Zusammen mit dem Personalchef des hanseatischen Werks entwickelte der 37-Jährige deshalb eine Idee, die alle Probleme löste: Die betroffenen ITler wurden aus dem Kostenplan der Abteilung herausgelöst und den Kostenstellen zugeschlagen, für die sie überwiegend tätig sind. So wechselte etwa jener Kollege, der die IT des Hochregallagers betreute, in die Kostenstelle des Lagerleiters. "Damit war allen geholfen", erinnert sich Niemietz. Die IT lief störungsfrei weiter, die Kompetenz der Mitarbeiter blieb im Unternehmen, und die Kostenstelle war bereinigt.
So reibungslos läuft es selten. Schwierig wird es, wenn Kollegen den Arbeitsplatz räumen sollen, weil die Aufträge ausbleiben. In dieser Situation setzten mittlerweile einige Unternehmen - wie Hewlett-Packard in Böblingen - auf Gehaltsverzicht oder ein Arbeitszeitreduzierungsmodell: Arbeitnehmer verringern ihre Arbeitszeit und verzichten auf einen Teil ihres Verdienstes. So werden - auch ohne Entlassungen - die Kosten reduziert.
Praktiziert wird dieses Modell vor allem in Unternehmen, in denen das Know-how der Mitarbeiter entscheidend ist. So schickte Oracle Deutschland ab November 2002 knapp 600 der Consulting-Mitarbeiter für sechs Monate in die freiwillige Teilzeit. Ihre Arbeitszeit reduzierte sich um 20 Prozent; dafür wurden 15 Prozent des Fixgehalts gekürzt. In Mitarbeiter-Meetings und Einzelgesprächen war zuvor monatelang die Wichtigkeit dieser Maßnahme vermittelt worden. Für beide Seiten gilt die Lösung nun als Win-Win-Situation: Die Mitarbeiter behalten ihre Jobs, "und wir erhalten Arbeitsplätze und Know-how", sagt Rita Kahrig, Personalleiterin von Oracle.

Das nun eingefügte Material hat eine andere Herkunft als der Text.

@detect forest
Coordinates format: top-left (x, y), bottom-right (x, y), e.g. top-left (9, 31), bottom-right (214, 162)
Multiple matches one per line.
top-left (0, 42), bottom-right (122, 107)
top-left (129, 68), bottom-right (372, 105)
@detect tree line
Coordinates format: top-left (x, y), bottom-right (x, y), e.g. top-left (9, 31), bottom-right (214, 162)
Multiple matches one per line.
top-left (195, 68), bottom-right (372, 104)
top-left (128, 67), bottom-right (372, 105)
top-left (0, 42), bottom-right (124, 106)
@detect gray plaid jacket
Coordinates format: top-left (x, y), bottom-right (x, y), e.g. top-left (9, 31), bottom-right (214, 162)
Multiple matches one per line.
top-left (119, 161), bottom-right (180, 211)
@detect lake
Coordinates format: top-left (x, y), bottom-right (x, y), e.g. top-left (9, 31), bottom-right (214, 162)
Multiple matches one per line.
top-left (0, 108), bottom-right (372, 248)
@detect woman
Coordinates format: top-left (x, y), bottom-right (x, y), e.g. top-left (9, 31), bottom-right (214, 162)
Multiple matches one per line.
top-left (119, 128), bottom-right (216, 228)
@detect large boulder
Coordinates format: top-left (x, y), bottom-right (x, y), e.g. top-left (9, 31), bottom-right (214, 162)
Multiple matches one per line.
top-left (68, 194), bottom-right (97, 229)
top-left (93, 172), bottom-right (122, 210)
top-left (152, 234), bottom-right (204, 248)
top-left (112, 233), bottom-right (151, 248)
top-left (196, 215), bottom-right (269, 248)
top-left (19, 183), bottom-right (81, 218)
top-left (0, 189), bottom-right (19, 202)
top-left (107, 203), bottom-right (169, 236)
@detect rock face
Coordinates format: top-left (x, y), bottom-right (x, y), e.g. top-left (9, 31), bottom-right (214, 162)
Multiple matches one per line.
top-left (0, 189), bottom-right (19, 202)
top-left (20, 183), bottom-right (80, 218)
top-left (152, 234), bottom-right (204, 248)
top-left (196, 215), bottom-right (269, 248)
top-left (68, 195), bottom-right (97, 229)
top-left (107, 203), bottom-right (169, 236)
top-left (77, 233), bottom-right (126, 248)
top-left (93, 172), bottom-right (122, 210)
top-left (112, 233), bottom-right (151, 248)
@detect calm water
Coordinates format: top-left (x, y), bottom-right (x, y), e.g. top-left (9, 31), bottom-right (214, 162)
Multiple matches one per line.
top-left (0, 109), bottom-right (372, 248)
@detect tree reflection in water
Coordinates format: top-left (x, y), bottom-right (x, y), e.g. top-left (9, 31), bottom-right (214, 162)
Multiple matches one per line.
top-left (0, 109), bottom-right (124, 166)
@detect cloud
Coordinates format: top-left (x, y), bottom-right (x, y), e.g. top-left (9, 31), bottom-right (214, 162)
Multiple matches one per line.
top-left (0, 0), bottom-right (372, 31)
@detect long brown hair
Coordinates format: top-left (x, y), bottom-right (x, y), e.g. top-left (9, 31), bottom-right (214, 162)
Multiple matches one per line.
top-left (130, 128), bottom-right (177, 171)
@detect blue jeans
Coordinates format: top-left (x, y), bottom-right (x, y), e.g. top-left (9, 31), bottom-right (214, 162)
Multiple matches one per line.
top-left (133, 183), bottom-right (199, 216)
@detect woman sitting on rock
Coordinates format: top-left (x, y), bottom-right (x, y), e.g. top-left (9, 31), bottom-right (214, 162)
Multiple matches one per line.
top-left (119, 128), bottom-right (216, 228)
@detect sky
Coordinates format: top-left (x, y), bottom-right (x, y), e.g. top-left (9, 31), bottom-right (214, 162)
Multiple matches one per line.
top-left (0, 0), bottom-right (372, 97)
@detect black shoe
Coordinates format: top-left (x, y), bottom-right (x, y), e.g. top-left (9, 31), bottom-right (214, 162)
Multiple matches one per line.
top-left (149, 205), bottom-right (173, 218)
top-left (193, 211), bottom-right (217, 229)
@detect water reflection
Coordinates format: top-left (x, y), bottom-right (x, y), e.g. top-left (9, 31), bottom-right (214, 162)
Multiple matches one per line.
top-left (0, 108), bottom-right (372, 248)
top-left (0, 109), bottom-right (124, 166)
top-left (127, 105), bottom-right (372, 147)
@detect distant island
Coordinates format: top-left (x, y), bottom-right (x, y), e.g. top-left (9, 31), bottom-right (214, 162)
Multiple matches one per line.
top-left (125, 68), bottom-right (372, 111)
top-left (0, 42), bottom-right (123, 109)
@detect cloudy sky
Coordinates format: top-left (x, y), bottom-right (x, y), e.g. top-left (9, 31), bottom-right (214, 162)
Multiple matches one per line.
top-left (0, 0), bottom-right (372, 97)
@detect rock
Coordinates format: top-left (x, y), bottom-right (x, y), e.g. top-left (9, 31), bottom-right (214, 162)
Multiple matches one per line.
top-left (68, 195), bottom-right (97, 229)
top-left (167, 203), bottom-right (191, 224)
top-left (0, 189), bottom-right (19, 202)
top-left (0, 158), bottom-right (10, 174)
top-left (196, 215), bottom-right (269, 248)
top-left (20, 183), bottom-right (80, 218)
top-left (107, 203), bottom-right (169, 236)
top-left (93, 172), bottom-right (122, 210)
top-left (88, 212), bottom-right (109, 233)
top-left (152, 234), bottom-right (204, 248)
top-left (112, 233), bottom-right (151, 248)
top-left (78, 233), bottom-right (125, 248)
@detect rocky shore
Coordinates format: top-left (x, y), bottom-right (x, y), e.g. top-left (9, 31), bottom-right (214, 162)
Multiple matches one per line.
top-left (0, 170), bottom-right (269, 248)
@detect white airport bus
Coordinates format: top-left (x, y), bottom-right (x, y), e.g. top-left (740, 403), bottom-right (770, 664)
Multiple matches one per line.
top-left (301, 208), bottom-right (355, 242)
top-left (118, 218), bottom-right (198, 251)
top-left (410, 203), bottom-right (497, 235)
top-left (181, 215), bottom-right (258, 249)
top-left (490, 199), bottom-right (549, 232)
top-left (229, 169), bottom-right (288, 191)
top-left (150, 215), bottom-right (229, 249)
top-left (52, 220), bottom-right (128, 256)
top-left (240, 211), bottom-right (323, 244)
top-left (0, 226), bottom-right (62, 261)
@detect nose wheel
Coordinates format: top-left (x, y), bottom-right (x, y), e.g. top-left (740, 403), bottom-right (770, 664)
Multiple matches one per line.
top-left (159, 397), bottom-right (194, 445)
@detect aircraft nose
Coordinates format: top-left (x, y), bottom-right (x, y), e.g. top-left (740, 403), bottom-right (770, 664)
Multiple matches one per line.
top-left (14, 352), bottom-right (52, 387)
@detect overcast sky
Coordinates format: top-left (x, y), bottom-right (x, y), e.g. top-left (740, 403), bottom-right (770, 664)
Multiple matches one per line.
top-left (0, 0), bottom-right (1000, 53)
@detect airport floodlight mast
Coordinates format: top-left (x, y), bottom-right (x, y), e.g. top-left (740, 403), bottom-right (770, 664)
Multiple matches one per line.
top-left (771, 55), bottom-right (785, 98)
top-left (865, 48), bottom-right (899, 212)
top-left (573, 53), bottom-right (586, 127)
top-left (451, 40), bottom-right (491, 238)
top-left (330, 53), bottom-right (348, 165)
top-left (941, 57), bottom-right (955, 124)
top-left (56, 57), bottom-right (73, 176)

Einen völlig anderen Weg hat Wolfram Henrichs aus dem sauerländischen Schmallenberg beschritten: Der Chef der Personalvermittlungsgesellschaft Re&Wo erfand das "Personaleisfach". Dabei können Arbeitgeber in Krisenzeiten kostenlos Mitarbeiter an Re&Wo entleihen, statt sie zu entlassen. Wenn der Arbeitnehmer dem Modell zugestimmt hat, wird er für eine vorher festgeschriebene Übergangszeit von der Zeitarbeitsfirma beschäftigt, die ihn ihrerseits an andere Unternehmen vermittelt. Nach dem Ende dieser Phase kehrt der Mitarbeiter zu den alten Konditionen in sein eigentliches Unternehmen zurück.
Allerdings zahlt Re&Wo nur das Tarifgehalt. "Derzeit stehen wir aber in Verhandlungen mit dem Arbeitsamt in Schmallenberg, das die übertariflichen Leistungen gegebenenfalls übernehmen will", berichtet Henrichs. IT-Mitarbeiter habe er noch nicht vermittelt, weil "bei uns nicht so viele IT-Unternehmen angesiedelt sind". Arbeitgebern aus anderen Gebieten könne er das Modell nicht anbieten, da es sich um eine regionale Vereinbarung handele. Deshalb setzt Henrichs auf Nachahmer: "Möglicherweise wird meine Idee ja demnächst auch in anderen Regionen übernommen."